Evet, Vyriana, Yrniel'in seviyesini değerlendirirken Lord Azriel'in gücünün dahil edilmediğini biliyordu, ancak bu, Yrniel'in sadece düşük seviyeli bir dünya olduğu gerçeğini değiştirmez.
Lord Azriel'in normal bir Düşük Seviye Dünyayı yok edecek kadar güçlü iki tarafı yok edebileceğine inanabilse bile, bu adamın tek başına iki Yüksek Seviye dünyayı yenebileceğine inanması çok zordu.
Evet, kadın Yüce Dünyaların dahil olma olasılığını hiç düşünmemişti.
Onlara Yüce Dünyalar denmesinin bir nedeni vardı!
Tüm evrende sadece dört Yüce Dünya vardı.
Bunlar her şeye hükmeden dünyalardı, sadece bir 'grup' göndererek Yüksek Seviye dünyaları bile yok edebilecek kadar güçlü dünyalardı.
Sadece Vyriana da değildi, Aeliana bile İnsan Atası'na garip bir bakışla bakıyordu.
Herkes babası hakkında konuşurken zaten dengesiz bir duygusal durumdaydı, bu kadar absürt bir şeyi duyması...
Tarif edilemez...
Vampir, hissettiklerini tarif edemiyordu, kalbi bilinmeyen bir güç tarafından sıkıştırılıyormuş gibi hissediyordu, boğazı kurumuştu, vücudu daha önce hiç olmadığı bir şekilde tepki veriyordu.
Şaşırmış mıydı? Kızgın mıydı? Üzgün müydü? Hayal kırıklığına mı uğramıştı?
Bilmiyordu.
Ancak, Vampir'e bakan tüm İnsanların Annesi, kendi kızı gibi davrandığı kızın bu şekilde davranmasına gülümsemeden edemedi. Bu sefer, İnsanların Atası bile Vampir'i teselli etmek için ne söyleyeceğini bilmiyordu.
"Azriel... sen... yakında uyanmalısın...
Yoksa değer verdiğin son kişiyi de kaybedebilirsin ve...
Böyle bir şey olursa nasıl tepki vereceğini bilmiyorum."

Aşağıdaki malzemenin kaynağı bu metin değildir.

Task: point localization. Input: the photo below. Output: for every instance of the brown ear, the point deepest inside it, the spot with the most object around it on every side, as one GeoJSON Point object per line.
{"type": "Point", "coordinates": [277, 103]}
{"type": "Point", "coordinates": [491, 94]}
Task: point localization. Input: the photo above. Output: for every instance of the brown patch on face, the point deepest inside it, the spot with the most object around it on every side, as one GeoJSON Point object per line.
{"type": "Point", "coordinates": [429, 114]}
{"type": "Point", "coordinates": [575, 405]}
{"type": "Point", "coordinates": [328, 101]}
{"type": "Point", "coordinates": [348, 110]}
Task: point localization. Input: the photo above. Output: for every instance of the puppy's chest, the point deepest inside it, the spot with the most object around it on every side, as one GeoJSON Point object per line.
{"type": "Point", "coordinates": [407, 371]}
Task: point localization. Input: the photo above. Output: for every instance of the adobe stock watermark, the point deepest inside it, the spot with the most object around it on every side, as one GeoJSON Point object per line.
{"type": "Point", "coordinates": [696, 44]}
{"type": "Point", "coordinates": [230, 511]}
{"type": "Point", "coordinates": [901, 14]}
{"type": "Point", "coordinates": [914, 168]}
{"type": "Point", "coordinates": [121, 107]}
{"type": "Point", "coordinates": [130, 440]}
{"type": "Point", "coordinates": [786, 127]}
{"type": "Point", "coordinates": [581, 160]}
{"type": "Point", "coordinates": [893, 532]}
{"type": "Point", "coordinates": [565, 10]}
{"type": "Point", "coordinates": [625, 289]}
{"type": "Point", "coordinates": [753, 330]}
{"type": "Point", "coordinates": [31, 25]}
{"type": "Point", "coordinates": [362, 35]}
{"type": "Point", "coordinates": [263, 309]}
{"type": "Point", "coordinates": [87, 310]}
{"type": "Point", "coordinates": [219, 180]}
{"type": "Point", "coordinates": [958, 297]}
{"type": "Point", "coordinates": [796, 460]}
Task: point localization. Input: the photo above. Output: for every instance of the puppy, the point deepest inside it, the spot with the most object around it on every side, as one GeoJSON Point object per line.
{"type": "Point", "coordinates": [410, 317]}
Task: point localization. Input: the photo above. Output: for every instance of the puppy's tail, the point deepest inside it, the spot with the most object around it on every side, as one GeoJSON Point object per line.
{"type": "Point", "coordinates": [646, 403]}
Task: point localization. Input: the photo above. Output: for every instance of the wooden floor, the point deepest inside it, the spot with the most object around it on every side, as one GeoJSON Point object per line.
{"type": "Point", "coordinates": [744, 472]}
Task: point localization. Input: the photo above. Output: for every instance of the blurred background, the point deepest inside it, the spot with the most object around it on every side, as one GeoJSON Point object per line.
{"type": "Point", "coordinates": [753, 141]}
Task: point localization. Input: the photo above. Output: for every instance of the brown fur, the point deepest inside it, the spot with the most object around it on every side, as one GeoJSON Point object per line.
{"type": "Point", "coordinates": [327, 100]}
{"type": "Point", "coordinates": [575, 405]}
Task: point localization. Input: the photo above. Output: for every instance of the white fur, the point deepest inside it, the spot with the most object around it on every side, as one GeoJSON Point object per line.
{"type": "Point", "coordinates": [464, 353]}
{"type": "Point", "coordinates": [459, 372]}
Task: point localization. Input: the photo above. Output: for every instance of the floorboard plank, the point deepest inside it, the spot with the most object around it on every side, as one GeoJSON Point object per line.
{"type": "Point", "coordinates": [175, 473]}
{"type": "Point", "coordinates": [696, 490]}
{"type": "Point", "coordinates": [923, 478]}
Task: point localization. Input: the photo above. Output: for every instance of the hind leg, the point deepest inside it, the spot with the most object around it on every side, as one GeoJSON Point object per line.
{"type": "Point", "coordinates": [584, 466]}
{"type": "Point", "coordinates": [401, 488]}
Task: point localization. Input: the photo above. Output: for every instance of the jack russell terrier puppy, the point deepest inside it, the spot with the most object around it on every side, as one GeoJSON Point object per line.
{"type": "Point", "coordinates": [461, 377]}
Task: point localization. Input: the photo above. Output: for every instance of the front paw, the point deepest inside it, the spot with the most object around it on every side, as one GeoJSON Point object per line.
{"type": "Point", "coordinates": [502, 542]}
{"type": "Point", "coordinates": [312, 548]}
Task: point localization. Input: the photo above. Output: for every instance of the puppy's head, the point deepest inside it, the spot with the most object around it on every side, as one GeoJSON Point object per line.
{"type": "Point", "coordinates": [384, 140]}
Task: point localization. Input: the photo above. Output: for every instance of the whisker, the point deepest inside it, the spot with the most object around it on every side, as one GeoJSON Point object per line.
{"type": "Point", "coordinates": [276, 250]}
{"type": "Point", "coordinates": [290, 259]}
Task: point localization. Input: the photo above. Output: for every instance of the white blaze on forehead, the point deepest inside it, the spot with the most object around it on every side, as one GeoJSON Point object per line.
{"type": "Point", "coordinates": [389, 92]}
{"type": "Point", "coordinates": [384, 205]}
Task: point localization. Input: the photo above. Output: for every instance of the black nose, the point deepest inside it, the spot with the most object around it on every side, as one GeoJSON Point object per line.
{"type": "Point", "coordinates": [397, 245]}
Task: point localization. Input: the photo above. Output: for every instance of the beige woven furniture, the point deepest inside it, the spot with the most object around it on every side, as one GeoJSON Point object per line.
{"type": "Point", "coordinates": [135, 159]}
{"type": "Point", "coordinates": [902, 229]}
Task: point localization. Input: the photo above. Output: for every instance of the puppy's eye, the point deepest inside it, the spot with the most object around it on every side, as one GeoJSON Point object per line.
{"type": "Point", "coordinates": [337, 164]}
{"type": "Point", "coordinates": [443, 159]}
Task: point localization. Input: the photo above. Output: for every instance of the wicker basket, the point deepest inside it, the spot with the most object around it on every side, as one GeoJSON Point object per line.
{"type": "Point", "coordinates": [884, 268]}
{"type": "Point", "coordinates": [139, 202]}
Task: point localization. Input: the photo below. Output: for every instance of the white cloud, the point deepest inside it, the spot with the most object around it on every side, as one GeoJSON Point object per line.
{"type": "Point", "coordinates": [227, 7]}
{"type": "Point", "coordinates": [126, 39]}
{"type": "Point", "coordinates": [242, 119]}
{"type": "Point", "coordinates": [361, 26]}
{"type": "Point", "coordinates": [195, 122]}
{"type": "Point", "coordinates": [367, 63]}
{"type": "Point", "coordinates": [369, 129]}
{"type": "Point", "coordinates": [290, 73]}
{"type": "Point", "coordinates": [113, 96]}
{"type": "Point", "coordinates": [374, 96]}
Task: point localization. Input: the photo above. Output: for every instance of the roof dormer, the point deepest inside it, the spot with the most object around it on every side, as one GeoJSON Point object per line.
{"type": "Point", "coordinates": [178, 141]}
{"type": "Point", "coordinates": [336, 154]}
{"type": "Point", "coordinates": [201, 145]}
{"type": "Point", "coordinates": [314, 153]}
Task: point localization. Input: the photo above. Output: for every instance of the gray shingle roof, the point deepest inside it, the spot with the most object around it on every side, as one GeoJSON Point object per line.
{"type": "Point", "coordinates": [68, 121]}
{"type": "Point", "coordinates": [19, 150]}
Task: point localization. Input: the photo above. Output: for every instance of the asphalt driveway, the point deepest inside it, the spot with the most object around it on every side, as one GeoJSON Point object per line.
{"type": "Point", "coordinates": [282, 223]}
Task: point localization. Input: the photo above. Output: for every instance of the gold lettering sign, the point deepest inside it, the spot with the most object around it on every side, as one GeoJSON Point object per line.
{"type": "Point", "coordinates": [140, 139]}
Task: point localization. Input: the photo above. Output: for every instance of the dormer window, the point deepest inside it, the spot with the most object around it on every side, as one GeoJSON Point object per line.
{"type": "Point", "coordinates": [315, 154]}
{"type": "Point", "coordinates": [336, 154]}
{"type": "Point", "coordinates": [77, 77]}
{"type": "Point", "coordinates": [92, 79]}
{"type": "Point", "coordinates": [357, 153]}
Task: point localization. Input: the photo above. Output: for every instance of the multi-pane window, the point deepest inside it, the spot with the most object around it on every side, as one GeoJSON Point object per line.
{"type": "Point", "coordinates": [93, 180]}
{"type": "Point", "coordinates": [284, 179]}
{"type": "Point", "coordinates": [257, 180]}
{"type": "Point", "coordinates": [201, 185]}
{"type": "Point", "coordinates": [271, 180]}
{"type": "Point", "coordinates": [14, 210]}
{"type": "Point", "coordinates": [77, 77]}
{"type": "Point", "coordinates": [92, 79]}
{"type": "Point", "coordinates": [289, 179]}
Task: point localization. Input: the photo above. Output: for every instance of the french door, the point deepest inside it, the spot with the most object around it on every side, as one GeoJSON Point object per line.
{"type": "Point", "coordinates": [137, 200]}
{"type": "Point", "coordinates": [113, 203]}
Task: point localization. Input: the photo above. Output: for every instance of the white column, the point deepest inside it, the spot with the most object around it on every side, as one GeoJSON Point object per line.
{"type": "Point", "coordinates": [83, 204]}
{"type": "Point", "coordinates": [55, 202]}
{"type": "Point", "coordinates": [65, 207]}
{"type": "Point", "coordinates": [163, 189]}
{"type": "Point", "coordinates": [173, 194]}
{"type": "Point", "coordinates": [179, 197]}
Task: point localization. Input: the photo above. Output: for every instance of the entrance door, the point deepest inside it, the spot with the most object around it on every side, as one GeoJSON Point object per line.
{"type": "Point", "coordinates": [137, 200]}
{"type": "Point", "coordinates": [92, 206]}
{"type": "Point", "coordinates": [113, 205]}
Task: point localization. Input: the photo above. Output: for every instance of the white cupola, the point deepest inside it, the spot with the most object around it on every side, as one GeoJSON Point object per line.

Faustina kararını verdi, 'arkadaşıyla' konuşmaya gidecekti. Ona zaman tanımaya karar vermişti, ancak Aeliana'nın durumuna bakınca, birinin bu duruma müdahale etmesi gerektiğini biliyordu, yoksa geri dönüşü olmayan, o adamın uzun, sonsuz hayatı boyunca pişman olacağı bir şey olacaktı.
"Leydi Faustina... Anlamıyorum..."
Faustina düşünceleriyle meşgulken bir ses duydu. Siyah saçlı kadına bakarak içinden iç geçirdi.
Bu kızı memnun etmek çok zordu.
"Ne var?" Faustina yenilgiyi kabul ederek sordu. Kararını vermişti, bunu yapacaktı.
"Lord Azriel, bahsettiğiniz kadar güçlüyse...
O zaman neden bu kadar... pasif bir yaklaşım sergiliyorsunuz?"
Amaya anlayamıyordu.
"Onu işlerine karıştırmak istemediğini anlıyorum, ama...
Elinde bu kadar güçlü bir koz varken, davranışların çok pasif kalıyor.
Lord Azriel kadar güçlü birini yanımda olsaydı, yapacağım planlar... çok daha cesur olurdu.
Sonuçta, casuslarımızın yakalanıp bize bağlanması sadece bir olasılık, gerçekleşme olasılığı çok düşük bir olasılık. Senin yerinde olsaydım, bu riski alırdım, özellikle de bu sayede elde edeceğim bilgiler oldukça değerli olacağı için."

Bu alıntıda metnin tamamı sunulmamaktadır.